- November 2021
Digital Object Identifier (DOI)
International Standard Serial Number (ISSN)
- Due to the globalisation of the COVID-19 pandemic, and the expansion of social media as the main source of information for many people, there have been a great variety of different reactions surrounding the topic. The World Health Organization (WHO) announced in December 2020 that they were currently fighting an 'infodemic' in the same way as they were fighting the pandemic.
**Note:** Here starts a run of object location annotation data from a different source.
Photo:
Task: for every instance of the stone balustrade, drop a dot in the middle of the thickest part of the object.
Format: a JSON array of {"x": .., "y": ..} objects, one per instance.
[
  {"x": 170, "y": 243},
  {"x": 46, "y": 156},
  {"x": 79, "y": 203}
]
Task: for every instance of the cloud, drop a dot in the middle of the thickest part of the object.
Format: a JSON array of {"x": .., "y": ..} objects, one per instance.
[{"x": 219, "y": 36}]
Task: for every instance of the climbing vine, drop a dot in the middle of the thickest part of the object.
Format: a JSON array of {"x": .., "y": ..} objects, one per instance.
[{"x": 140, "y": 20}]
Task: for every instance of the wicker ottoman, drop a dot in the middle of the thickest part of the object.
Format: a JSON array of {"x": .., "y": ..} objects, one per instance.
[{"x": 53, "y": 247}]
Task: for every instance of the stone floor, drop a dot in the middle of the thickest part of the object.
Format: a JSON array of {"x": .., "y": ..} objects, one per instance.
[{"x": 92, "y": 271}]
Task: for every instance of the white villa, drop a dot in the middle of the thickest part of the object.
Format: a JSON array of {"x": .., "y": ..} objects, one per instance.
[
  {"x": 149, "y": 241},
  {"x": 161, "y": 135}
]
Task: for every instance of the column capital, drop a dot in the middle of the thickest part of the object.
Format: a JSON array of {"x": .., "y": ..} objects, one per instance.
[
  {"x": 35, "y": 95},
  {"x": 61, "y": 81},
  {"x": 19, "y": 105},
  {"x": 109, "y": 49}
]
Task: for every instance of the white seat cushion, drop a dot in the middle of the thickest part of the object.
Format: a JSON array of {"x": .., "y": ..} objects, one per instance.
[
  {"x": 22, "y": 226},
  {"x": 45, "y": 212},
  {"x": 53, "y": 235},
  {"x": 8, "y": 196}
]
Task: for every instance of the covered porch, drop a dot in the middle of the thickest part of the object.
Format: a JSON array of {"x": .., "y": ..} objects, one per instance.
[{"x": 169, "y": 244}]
An 'infodemic' relates to the spread of information that is not controlled or filtered, and can have a negative impact on society. If not managed properly, an aggressive or negative tweet can be very harmful and misleading among its recipients. Therefore, authorities at WHO have called for action and asked the academic and scientific community to develop tools for managing the infodemic by the use of digital technologies and data science. The goal of this study is to develop and apply natural language processing models using deep learning to classify a collection of tweets that refer to the COVID-19 pandemic. Several simpler and widely used models are applied first and serve as a benchmark for deep learning methods, such as Long Short-Term Memory (LSTM) and Bidirectional Encoder Representations from Transformers (BERT). The results of the experiments show that the deep learning models outperform the traditional machine learning algorithms. The best approach is the BERT-based model.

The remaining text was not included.